The atmosphere in the downstairs bar of Spanky Van Dykes was jubilant and excited when I walked in, and although we had still an hour to go before the first support bands were on, it was pretty much packed out. After a few drinks we all headed upstairs into the sizeable gig room above the bar, the primitive set up of which complementing the punk-orientated evening.
The first band I saw were Gnarwolves, a hectic three-piece who adorned the stage to a moderately-sized crowd. Their sound reminded me of a cross between old Blink 182 and Fugazi; rapid pop-punk tempos and strained vocal lines, and apart from the poor attempts at banter between songs which was a slow start, the band finished satisfyingly strongly.

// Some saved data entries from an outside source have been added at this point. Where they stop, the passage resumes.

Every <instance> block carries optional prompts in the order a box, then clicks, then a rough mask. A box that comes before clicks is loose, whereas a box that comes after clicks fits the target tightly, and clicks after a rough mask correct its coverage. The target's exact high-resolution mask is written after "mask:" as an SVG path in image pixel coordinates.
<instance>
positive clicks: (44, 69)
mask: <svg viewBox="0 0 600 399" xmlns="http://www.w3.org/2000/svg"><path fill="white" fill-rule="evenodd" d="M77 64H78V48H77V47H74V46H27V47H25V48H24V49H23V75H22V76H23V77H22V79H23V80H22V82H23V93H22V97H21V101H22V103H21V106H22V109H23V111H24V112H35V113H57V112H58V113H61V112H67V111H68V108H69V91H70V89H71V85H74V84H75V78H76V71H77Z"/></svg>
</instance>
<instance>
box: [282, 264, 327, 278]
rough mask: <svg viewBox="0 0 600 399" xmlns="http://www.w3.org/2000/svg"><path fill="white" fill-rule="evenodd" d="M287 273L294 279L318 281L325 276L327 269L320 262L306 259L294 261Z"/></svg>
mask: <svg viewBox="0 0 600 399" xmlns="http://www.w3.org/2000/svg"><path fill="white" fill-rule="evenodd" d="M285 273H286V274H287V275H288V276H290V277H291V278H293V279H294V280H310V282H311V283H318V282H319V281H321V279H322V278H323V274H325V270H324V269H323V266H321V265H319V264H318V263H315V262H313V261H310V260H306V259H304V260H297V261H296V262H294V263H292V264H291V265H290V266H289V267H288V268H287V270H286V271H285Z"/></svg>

Next up, hailing from Manchester, was The Minx. Somewhat of a change from the manic sound of Gnarwolves, The Minx offered a more controlled, alternative-rockesque sound. Soaring choruses and catchy pop guitar lines were backed by a pounding rhythm section in a style reminiscent to The Walkmen, or the Strokes. Their sound however didn’t match the fervor of Gnarwolves, and I personally thought they should have been swapped over in the supporting line-up.
Lower Than Atlantis came onstage to crown the night theirs. Not having heard the band before even on record, I was intrigued to find a depth within their broad, pop-punk sound. Crashing riffs were energetically thrashed out over swift drums among passionate lyrics from singer Mike Duce, whose live performance (I realized later) was impressively close to sounding like the recordings.
Their songs were unpredictable but nevertheless enjoyable; ‘If The World Was To End’ combined elements of djent groove-metal with Sex Pistols-like energy, whilst ‘Something Better Came Along’ was a more restrained number, proving the band were able to hold back for a more emotional effect. Another stand out track for me was ‘Beech Like A Tree’, which proved to be a huge fan favorite. Overall the evening seemed to close with a bang, and Lower Than Atlantis proved they could live up to the pressure of such a small and intimate gig.